I oversleep and wrongly assume that nothing much will happen at the Hired Geek all-dayer before 4pm. That’s why I miss the first two acts and find that
Marilyn Rambo are already playing.
The French guitar drums duo have set up in the middle of the pub. The handful of audience members crowd round. The floor is sticky, and the air hot and stuffy. I think I can smell the band sweating.
Marilyn Rambo’s meaty, muscular, math-rock slowly builds an audience. It’s not revolutionary but the guitarist shifts tones and riffs that stop your mind spiralling off. Mid-set the guitarist string breaks and the drummer freestyles while he waits for repairs to be completed. They end with their best song with a riff like a klaxon. As the band clear their gear away a barman sprays air freshener across the room.

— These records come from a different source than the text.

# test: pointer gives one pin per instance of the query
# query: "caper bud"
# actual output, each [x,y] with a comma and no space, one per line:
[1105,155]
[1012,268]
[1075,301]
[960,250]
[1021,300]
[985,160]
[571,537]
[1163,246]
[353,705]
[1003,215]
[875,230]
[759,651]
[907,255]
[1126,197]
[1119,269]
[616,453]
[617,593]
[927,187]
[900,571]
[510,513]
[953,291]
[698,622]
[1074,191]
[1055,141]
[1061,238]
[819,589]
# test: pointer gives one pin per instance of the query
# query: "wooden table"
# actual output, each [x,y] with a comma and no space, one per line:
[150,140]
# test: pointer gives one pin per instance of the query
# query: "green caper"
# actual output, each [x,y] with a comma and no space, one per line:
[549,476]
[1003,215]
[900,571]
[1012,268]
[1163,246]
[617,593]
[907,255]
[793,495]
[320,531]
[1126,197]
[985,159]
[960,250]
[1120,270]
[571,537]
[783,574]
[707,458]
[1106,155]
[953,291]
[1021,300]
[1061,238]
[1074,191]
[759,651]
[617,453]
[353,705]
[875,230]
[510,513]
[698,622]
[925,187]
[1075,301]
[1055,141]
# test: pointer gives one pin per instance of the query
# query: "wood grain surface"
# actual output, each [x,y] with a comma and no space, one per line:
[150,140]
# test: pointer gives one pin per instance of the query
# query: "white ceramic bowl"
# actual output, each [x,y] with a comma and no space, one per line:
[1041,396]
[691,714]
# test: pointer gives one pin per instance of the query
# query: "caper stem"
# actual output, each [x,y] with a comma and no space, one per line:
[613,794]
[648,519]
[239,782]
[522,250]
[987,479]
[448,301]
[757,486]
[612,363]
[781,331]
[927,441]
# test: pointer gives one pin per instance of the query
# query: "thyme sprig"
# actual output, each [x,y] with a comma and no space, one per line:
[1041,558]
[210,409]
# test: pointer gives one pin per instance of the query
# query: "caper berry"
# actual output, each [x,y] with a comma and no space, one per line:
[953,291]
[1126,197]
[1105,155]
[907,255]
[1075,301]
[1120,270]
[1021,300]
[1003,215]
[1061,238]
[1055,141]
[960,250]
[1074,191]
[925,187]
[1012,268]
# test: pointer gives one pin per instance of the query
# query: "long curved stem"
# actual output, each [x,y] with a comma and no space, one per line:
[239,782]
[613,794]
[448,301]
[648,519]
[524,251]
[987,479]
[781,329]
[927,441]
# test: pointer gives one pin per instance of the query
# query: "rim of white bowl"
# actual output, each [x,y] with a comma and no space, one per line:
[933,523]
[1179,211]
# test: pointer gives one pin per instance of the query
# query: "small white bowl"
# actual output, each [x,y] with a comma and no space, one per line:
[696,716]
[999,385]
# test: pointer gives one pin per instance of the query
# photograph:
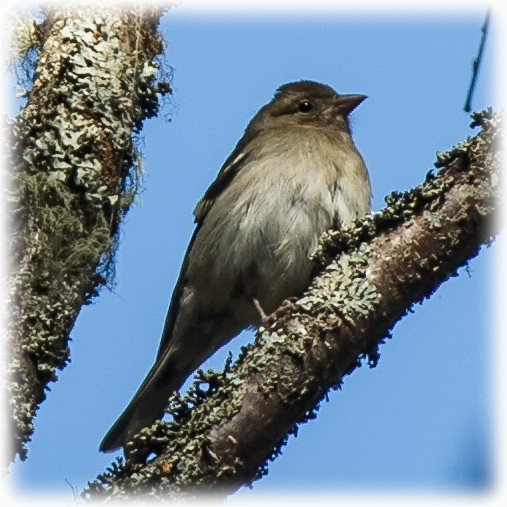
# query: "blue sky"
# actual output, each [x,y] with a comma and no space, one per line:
[422,420]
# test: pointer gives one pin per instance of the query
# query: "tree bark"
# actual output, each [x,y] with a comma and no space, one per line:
[368,276]
[75,171]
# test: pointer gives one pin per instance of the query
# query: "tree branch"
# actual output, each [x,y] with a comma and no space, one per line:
[368,276]
[74,175]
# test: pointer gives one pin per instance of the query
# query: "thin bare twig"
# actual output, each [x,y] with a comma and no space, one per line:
[476,64]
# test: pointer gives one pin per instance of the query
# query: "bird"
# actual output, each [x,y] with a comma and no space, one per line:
[294,174]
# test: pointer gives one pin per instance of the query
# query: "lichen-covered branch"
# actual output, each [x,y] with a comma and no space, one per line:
[74,174]
[368,276]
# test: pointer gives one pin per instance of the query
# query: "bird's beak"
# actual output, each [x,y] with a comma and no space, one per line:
[345,104]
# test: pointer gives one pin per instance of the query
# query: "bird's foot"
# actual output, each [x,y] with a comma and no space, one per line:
[269,320]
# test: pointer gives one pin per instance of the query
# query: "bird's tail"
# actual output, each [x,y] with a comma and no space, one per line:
[146,406]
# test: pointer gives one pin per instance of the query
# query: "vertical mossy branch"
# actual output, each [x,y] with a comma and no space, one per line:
[368,275]
[75,171]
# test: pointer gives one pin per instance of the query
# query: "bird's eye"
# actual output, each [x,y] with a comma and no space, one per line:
[305,106]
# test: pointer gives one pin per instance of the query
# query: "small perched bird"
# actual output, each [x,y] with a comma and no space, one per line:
[294,174]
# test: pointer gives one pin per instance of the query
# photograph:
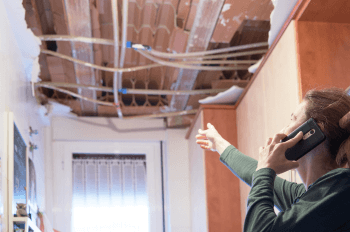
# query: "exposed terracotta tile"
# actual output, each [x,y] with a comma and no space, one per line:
[234,12]
[192,15]
[178,40]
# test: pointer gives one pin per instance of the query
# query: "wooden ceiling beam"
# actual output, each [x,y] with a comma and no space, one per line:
[79,24]
[201,32]
[60,27]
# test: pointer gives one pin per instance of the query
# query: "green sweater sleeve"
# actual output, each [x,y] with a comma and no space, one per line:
[284,192]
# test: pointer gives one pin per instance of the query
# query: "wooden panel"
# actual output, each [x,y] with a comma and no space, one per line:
[327,11]
[298,8]
[223,196]
[79,24]
[324,51]
[198,40]
[206,106]
[268,103]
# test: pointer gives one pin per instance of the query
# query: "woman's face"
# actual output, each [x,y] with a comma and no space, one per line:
[298,117]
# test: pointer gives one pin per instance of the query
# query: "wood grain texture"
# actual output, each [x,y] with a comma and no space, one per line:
[327,11]
[324,55]
[298,7]
[202,107]
[223,196]
[79,24]
[268,104]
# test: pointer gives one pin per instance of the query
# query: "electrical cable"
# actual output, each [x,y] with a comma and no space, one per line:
[130,91]
[154,52]
[221,50]
[75,95]
[132,69]
[161,115]
[98,66]
[171,64]
[116,55]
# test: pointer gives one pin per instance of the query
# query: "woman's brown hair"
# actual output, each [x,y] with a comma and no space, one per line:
[327,107]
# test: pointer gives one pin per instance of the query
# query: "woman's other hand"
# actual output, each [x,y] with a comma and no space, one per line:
[208,139]
[273,154]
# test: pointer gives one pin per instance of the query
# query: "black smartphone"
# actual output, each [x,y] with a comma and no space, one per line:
[313,136]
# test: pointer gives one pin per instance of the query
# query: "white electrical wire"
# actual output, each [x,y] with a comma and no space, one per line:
[116,55]
[98,66]
[153,52]
[132,69]
[222,50]
[129,91]
[75,94]
[179,65]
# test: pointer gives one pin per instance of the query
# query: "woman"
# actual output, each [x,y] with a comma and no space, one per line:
[322,202]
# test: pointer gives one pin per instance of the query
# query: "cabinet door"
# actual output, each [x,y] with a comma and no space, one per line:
[223,196]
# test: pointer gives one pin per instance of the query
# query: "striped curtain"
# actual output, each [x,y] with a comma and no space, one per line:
[109,194]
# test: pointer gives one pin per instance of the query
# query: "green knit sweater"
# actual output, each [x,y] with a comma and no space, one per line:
[324,207]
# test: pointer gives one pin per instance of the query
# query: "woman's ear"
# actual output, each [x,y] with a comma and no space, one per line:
[321,125]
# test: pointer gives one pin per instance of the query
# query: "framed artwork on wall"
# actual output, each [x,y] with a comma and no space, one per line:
[19,169]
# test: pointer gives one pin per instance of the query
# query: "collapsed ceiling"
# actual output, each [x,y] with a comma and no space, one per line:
[167,27]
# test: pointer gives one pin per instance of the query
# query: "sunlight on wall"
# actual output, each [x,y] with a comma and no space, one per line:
[106,219]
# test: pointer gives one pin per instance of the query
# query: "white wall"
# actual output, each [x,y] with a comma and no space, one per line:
[15,95]
[96,129]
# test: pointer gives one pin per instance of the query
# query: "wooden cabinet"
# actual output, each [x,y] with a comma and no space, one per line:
[215,195]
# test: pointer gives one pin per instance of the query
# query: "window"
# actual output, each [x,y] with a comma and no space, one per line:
[64,212]
[109,193]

I’m sure I’ve seen Please play before. I’ve only vague recollections though and if my memory is right I wasn’t too impressed. Maybe my recall and opinion are both unreliable because Please are mightily enjoyable. Jaunty, punk-y, riffery, like the chaotic, frenetic, musical accompaniment to a circus. Rhythms come in short, choppy, bursts, like clowns throwing themselves into another choreographed pratfall. After half an hour they pack up their tents and move to another town.
Kogumaza are as Japanese as a Matsui tv. They are instead a slow motion Black Sabbath trying to play acid rock. Longeurs, of dirge-y, down tuned, psych, snake, sinewy, unhurried paths into that bit of your brain where important thoughts escape to.

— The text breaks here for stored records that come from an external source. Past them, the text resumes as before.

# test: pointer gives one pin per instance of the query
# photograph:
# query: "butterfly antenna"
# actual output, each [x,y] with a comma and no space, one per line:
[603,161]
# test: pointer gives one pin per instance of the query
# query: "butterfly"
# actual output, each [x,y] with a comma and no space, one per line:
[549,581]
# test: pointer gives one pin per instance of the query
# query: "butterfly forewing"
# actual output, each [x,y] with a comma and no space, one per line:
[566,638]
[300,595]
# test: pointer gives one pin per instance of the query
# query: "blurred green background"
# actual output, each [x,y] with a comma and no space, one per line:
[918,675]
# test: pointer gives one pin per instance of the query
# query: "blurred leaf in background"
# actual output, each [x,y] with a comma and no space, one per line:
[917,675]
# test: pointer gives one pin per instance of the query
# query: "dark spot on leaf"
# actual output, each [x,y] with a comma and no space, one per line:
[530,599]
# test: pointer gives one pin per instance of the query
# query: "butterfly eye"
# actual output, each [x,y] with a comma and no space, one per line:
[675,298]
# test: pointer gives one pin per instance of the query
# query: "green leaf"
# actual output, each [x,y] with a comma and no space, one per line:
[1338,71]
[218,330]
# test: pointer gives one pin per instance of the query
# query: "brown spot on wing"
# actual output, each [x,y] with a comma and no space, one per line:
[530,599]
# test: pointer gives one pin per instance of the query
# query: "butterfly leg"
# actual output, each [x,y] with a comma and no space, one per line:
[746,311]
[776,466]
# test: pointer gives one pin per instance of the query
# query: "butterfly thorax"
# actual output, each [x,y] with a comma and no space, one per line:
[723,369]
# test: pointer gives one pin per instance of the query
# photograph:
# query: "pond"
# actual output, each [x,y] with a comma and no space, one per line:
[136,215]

Change of pace. One Unique Signal don’t bother with the clutch and just crank things straight into fifth. We get one, long, unending, fuzzed-out, guitar solo. Vocals are minimal, probably because it gets in they way playing another distorted, effects drenched guitar lead. Imagine sitting with your old tape deck and filling a TDK 90 with all the white-outs and wig-outs of your favourite distorto-rock bands. Maybe you don’t need to imagine this. Maybe you used to do this.
What should you expect from three French men wearing dresses? The answer, I have learnt, is post-hardcore. Monnocle blaze through their set like watching a flame burn along a gunpowder trail. Only one that doesn’t end in a explosion. That would be far too easy. Far harder to make that trail go round and round circles and leave you wondering when.

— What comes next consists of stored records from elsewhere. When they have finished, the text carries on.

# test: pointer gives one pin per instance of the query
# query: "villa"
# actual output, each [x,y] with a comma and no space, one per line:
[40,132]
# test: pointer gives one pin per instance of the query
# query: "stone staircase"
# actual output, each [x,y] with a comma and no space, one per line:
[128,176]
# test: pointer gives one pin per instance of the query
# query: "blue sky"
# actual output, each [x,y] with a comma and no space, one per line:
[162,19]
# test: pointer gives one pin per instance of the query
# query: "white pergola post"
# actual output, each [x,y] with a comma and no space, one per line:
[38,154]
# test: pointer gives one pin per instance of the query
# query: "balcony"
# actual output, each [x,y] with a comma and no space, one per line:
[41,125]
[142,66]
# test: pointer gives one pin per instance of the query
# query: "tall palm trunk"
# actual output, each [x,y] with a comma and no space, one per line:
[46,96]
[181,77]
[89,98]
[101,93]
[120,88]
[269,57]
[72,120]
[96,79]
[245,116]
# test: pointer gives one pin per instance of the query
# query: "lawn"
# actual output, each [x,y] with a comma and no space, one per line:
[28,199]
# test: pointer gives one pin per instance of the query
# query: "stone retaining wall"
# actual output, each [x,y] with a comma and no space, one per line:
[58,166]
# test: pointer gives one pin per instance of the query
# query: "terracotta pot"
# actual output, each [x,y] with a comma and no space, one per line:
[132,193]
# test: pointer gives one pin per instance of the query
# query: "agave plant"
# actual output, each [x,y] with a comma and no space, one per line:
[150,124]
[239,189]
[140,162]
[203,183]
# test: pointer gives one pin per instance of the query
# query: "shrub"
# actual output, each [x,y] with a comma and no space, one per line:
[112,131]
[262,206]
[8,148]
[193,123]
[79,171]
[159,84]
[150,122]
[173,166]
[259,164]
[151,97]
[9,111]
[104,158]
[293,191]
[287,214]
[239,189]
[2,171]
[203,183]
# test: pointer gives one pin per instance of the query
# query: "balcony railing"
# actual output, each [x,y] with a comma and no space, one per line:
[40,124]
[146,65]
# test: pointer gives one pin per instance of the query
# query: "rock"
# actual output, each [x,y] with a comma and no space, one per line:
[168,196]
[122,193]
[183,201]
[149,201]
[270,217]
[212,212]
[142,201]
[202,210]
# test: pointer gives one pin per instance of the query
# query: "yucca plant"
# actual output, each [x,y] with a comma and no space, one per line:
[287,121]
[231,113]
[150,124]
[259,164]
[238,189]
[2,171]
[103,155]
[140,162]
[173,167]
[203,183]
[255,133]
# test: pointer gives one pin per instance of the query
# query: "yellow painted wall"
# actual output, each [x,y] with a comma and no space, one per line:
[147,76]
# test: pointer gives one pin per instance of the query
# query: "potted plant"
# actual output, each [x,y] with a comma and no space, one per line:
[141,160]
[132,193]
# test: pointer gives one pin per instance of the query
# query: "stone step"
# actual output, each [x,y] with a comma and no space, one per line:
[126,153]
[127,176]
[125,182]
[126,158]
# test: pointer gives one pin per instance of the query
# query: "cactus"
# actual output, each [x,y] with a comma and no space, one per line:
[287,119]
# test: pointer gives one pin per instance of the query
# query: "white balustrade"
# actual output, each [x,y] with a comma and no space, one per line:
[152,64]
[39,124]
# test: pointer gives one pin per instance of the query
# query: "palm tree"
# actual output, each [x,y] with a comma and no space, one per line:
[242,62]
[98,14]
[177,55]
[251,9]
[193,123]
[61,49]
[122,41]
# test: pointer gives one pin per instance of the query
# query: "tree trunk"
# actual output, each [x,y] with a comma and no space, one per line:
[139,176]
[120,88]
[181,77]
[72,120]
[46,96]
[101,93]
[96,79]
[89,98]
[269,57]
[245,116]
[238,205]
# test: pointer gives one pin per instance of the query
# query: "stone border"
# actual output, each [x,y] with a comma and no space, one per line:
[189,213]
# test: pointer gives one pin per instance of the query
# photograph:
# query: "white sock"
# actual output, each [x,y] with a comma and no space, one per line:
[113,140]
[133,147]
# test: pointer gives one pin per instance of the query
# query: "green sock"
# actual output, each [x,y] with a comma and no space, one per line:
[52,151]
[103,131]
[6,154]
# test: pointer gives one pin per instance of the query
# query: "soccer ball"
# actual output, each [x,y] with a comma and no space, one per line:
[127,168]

On the merch table That Fucking Tank have boldly labelled one of their Cds with the question, “do you remember when Shellac were good?” I’m not sure they’re that good, but they don’t embarrass themselves with the claim. Tight, arid, jagged, riffs, utilising repetition, before jack knifing into a new groove.
Whilst the previous bands have been escalating hostilities it’s now time to bring out the heavy artillery. Part Chimp move onto the stage. In their hands rock becomes rubble. Like a tank crashing through brick wall they swiftly overwhelm their opponents with a frontal assault of massive overkill. Their amps deliver their payload of heavy, buried in the red, richter scale redefining, guitar. If I was General Kong, plummeting towards my target side astride a nuclear bomb, then Bringbackthesound would be my sound track to my happy death and global oblivion.